Adams, who is 83, said he voted yes on the rezone for his grandchildren.
“I am very confident their opportunity to thrive in the future Morgan County increased more than would have happened with the 580 acres of corn,” Adams wrote.
AES Indiana, Bryan Collier and Mike Dellinger did not offer comment. Kenny Hale, who has since stepped down as commissioner, directed the IDS to the other commission members.
Ella Curlin | IDS
From left to right, Bill Williams, Susan Boulianne, Terri Moore, Sue Dill and Chris Green discuss Google’s planned data center in Boulianne’s barn Nov. 18, 2025, in Morgan County. Williams, Boulianne, Moore and Dill filed lawsuits last year over the data center rezonings.Google estimated constructing the initial buildings for the data center could take two years.
Wire fences line the Project Louie campus. In some stretches, the fields are flattened and gray; in others the dirt piles up in steep embankments. Construction vehicles crowd one corner of the property. Signs around the property warn: “No Trespassing.”
"Everybody gets so depressed when they drive down our road, and they see what that is,” Dill said. “Now, it's overtaken us, this small country little town."
Dill’s neighbors were bought out nearly all at once. Woodland Caribou LLC bought the lots to her west and south Sept. 10, 2025. It bought the parcel east of her 65 days later. Overall, for the sales of 15 properties between Sept. 10 and Nov. 14, 2025, Woodland Caribou LLC spent nearly $78 million.
Across the road from Moore’s farm, empty residential homes sit behind barbed wire fences, cars parked in their driveways.
Dill doesn’t know what Ronnie would do, she said. Maybe he’d move back to Indianapolis, she thinks. He was always sick of mowing the grass.
She’s made up her mind, though. She couldn’t sell the house now if she tried, she said. She’s staying, anyway.
Dill said she’s heard a lot of rumors about the data center, and she doesn’t know what to believe. Her worries, like the rumors, are piling up. She worries the data center will emit fumes that damage her trees or trigger her asthma. She worries about the electricity use. She worries about the noise from the data center’s operation.
Around the end of February, earthmovers started shifting dirt in the fields by her house, Dill said. The machines vibrate the earth to make it easier to move. When they vibrate, Dill said, her house shakes with them.

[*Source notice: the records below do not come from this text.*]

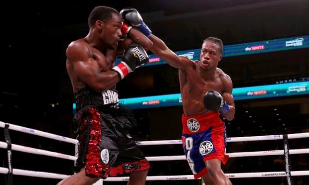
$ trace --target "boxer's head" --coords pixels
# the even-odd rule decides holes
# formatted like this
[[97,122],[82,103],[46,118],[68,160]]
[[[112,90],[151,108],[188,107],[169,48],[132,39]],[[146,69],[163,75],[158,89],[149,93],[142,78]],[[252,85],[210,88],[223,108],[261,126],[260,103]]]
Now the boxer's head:
[[221,39],[210,37],[204,40],[200,55],[200,67],[204,70],[216,68],[222,58],[223,44]]
[[119,12],[110,7],[96,6],[88,17],[89,28],[98,31],[99,39],[111,49],[115,49],[122,35],[120,31],[122,24]]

Meanwhile, trucks have been moving up and down the two-lane road beside the data center campus. They make a ruckus, Dill said, but she’s starting to learn to sleep through the noise.
“My bedroom's on the outside wall,” she said. “I hear it all. They start early.”
In the woods behind her house, purple wildflowers line the paths where she and Ronnie used to walk. Her husband's old tree stand is starting to fall apart. Planks and boards are missing from the walls, the nails exposed to air. Parts of the floorboards are starting to crumble.
Two blue plastic chairs sit at the top. One has fallen on its side. The other faces north, into the trees. Through the canopy, past the fence outlining Project Louie, churned-up dirt piles up in the fields.
Past that, trailers and excavators are crowded up in rows.